Sagarika Ghose: So no contact from the father with the child whose mother died when he was one-year-old. Amit Sen this is completely heart breaking story, a healthy child, his mother dies and his father and stepmother unleash violence on him that today he’s left with cerebral palsy. And the sad thing is that people could recognise this syndrome, are we just looking at the tip of the iceberg, are there many like these?
Amit Sen: Absolutely, one message that people have to take home today is physical abuse is one extreme syndrome abuse that children suffer today in our country and there have been recent surveys conducted by the Child Development Organisation across 12 states in our country which showed that 80 per cent of the children have suffered some kind of abuse or the other which includes physical abuse, sexual abuse, neglect or other. Of course these kinds of cases are rare but there was some kind of aware and some kind of mechanism in the society we would see many such cases coming up in the society.
Sagarika Ghose: And then these cases would be reported.
Amit Sen: Yes, and if I could add this child went to one of the best hospitals, the RR Hospital, there they must be having some kind of awareness of these kind of cases.
Sagarika Ghose: In this case as Anjali is pointing out, the doctor did help but it was the police which refused to help, which was completely apathetic. The courts to cognisance, pushed the police, said investigate and handed out the judgement to the parents saying that you are guilty of battering the child with the intentions to kill. It is horrific that the parents who have the custody of a child should kick and beat a child till he has cerebral palsy and his life is ruined. Savitri ji, tell us whether anybody within the family offered any help?
Savitri Verma: No, help is a distant thing, when we asked them that help us meet the child they said that chapter is closed now. If the lawyer wouldn’t have helped us, if the doctor wouldn’t have helped us, they are like god to us, we got the child with their help.
Sagarika Ghose: Can I ask Dr Sen, why would a child do this? What is the motivation that a father beat his child in this way that he keep taking the child to the hospital.
Amit Sen: The mechanism and the ideology of this has been debated a lot. Many experts say that people who beat up children like this have personality disorder. However, often times in the history the parents themselves were abused, they have deep scars of the abuse, and if these parents would have had to kill the child they would have done it very quickly. The fact that they are bringing this child to the hospital again and again is a very pathological fact that they want to carry on this suffering that the parent themselves might have gone through.

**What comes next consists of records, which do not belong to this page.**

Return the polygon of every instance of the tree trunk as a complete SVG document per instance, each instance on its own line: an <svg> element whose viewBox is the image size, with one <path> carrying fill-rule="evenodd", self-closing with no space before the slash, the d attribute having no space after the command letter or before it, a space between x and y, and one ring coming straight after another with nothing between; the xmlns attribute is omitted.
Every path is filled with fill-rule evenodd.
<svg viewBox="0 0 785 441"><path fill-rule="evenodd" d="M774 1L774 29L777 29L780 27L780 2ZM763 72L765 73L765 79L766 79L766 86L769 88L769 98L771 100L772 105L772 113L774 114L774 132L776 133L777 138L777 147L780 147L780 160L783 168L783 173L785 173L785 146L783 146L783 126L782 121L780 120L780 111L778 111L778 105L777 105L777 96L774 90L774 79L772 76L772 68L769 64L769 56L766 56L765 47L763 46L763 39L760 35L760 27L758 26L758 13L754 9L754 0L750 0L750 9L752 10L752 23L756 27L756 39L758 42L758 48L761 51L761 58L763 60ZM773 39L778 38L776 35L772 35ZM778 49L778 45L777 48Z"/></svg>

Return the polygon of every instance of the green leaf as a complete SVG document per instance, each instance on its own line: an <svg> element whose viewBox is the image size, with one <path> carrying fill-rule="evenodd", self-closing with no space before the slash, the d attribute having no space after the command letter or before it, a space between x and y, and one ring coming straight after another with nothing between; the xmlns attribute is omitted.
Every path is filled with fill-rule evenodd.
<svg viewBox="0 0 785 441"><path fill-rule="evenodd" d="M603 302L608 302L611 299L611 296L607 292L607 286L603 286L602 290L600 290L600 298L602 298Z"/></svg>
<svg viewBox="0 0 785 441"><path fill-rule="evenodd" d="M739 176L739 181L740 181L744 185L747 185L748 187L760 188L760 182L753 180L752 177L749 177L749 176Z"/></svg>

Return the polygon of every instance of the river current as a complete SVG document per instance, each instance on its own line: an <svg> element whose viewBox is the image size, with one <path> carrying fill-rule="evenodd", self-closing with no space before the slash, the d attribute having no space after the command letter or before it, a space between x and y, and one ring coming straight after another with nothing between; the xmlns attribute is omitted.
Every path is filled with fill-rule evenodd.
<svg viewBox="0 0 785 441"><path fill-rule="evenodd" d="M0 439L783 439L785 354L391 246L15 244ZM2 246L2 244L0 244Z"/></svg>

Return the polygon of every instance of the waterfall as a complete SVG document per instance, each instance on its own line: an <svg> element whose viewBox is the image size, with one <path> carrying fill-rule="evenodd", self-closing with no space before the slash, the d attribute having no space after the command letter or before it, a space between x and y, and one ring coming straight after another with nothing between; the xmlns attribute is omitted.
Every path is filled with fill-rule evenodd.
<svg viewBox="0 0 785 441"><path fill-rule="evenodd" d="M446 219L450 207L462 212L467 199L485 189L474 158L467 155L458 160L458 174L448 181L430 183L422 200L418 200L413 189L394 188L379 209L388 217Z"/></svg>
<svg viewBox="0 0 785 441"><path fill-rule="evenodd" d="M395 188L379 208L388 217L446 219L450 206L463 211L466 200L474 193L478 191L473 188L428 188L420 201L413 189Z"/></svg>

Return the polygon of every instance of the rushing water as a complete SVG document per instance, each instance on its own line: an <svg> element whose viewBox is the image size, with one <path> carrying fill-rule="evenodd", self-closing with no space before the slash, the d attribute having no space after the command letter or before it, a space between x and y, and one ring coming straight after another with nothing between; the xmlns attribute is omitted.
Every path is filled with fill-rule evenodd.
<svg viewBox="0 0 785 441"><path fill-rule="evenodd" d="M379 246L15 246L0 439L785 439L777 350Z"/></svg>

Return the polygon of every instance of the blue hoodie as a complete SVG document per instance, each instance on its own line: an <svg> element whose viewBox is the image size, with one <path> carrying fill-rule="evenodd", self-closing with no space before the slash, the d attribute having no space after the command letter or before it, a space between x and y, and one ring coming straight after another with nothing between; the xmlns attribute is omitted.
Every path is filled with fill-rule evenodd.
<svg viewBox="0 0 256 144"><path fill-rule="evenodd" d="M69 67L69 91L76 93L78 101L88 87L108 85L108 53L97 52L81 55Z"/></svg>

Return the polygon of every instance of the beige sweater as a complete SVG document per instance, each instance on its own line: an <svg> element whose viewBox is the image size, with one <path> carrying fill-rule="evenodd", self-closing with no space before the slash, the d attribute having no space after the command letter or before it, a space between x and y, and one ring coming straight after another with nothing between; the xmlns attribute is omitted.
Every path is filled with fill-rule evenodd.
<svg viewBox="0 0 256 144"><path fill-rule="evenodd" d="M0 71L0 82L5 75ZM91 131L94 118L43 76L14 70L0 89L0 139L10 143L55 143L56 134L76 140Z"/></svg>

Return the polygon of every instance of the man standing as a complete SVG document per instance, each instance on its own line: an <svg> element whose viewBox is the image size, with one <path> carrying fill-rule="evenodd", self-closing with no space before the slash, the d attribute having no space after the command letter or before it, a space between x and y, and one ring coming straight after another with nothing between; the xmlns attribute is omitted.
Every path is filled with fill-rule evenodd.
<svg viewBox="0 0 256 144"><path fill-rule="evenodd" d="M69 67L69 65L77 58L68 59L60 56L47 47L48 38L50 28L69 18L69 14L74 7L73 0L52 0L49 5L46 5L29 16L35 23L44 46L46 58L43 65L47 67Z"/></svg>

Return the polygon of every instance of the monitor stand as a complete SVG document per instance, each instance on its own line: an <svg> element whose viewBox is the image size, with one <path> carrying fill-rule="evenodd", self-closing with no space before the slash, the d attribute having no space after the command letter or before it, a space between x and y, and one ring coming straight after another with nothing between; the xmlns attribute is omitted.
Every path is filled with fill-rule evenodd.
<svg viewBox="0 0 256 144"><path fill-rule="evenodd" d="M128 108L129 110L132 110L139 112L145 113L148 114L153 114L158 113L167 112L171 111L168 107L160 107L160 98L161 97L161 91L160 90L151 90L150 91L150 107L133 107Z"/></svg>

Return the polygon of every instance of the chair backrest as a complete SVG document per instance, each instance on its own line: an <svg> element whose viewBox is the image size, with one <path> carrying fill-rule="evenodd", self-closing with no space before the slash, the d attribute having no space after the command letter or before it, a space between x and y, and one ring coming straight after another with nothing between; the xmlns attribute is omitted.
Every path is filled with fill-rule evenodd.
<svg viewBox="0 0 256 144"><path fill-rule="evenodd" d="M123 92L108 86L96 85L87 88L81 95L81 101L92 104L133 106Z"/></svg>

Sagarika Ghose: They want to prolong their own suffering. As you said this is perhaps the dark secret that exists in many Indian families. Anjali, tell us what kind of future are you looking for this child?
Anjali: See, he have survived what an adult wouldn’t have been able to survive. This kind of isolation he have survived no adult can survive. He has undergone several physiotherapy session, he has improved but he will always be dependable. How bright future he could have had with a doctor mother.

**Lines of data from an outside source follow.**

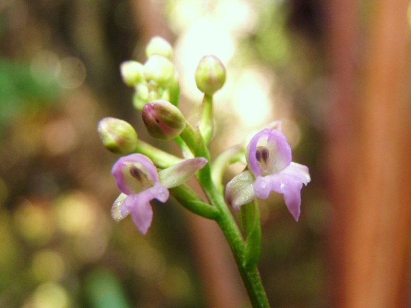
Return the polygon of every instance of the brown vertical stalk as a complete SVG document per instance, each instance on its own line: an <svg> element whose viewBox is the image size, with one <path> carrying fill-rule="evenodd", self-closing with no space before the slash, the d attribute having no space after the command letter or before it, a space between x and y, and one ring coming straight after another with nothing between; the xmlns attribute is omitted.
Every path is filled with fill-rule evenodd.
<svg viewBox="0 0 411 308"><path fill-rule="evenodd" d="M338 307L407 305L411 229L408 4L375 3L363 87L357 107L350 110L355 121L346 123L355 123L345 143L350 155L344 166L348 170L335 166L338 153L331 157L334 176L341 180L343 172L346 182L344 198L336 203L337 213L345 213L343 226L334 233L341 239L334 249L341 256Z"/></svg>
<svg viewBox="0 0 411 308"><path fill-rule="evenodd" d="M352 169L351 143L353 114L354 49L357 31L356 0L334 0L328 3L327 10L327 44L330 74L331 113L327 120L327 148L326 152L329 179L329 192L335 215L330 223L329 283L331 297L336 302L343 296L343 280L346 222L349 219L349 179ZM335 304L337 305L337 304Z"/></svg>

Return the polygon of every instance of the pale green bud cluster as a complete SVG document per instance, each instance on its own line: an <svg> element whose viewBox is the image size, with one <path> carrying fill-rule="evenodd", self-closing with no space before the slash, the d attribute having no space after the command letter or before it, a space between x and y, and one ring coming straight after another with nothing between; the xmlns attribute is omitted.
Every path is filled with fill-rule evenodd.
<svg viewBox="0 0 411 308"><path fill-rule="evenodd" d="M145 50L144 64L130 60L120 66L124 83L135 90L133 103L139 110L149 102L163 100L177 105L180 88L174 65L170 60L173 48L160 36L153 37Z"/></svg>
<svg viewBox="0 0 411 308"><path fill-rule="evenodd" d="M162 37L153 36L145 48L145 55L148 58L154 54L161 54L171 59L173 56L173 47Z"/></svg>

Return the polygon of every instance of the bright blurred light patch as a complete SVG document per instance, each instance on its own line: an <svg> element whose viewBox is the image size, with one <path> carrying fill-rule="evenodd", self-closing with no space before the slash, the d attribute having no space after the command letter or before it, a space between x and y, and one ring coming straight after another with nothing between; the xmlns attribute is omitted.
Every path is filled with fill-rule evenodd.
<svg viewBox="0 0 411 308"><path fill-rule="evenodd" d="M31 262L31 270L40 281L58 281L63 276L65 264L61 256L52 250L38 252Z"/></svg>
<svg viewBox="0 0 411 308"><path fill-rule="evenodd" d="M204 17L181 34L174 49L181 90L192 99L199 100L202 94L197 88L194 75L200 59L213 54L227 65L234 54L235 42L220 23Z"/></svg>
<svg viewBox="0 0 411 308"><path fill-rule="evenodd" d="M226 28L240 36L252 31L257 22L257 13L246 0L219 0L215 11Z"/></svg>
<svg viewBox="0 0 411 308"><path fill-rule="evenodd" d="M272 119L270 79L258 69L243 71L236 85L232 110L249 127L262 126Z"/></svg>
<svg viewBox="0 0 411 308"><path fill-rule="evenodd" d="M32 243L46 243L54 231L53 220L46 209L26 199L17 206L13 218L20 235Z"/></svg>
<svg viewBox="0 0 411 308"><path fill-rule="evenodd" d="M86 79L86 67L80 59L69 57L60 61L59 83L66 89L80 86Z"/></svg>
<svg viewBox="0 0 411 308"><path fill-rule="evenodd" d="M58 283L41 284L22 308L69 308L71 306L66 289Z"/></svg>

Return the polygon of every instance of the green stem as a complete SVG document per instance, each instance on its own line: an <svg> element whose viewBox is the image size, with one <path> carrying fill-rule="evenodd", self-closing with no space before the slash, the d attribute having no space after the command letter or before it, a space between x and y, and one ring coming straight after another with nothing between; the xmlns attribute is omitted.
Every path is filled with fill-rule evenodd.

Sagarika Ghose: He had a doctor and has an Army father but he was abused so much by that Army father that now he doesn’t have a bright future, a healthy future. He was a perfectly healthy child when his mother died and this is what his father and his stepmother have done to him. Shanta Sinha, we are looking at the law of juvenile justice act, is it good enough, is it a strong enough justice act? Should the harshest punishment be given to these parents to serve as an example?
Shanta Sinha: I think it has to go beyond the juvenile justice act, it has to be the harshest of the punishment within the purview of the juvenile justice act alone. On top of this I think there has to be a serious looking at law on children and family setting. We are in a thinking that parent will not do such things. We have to have strong laws to see that children don’t become what this young boy has become.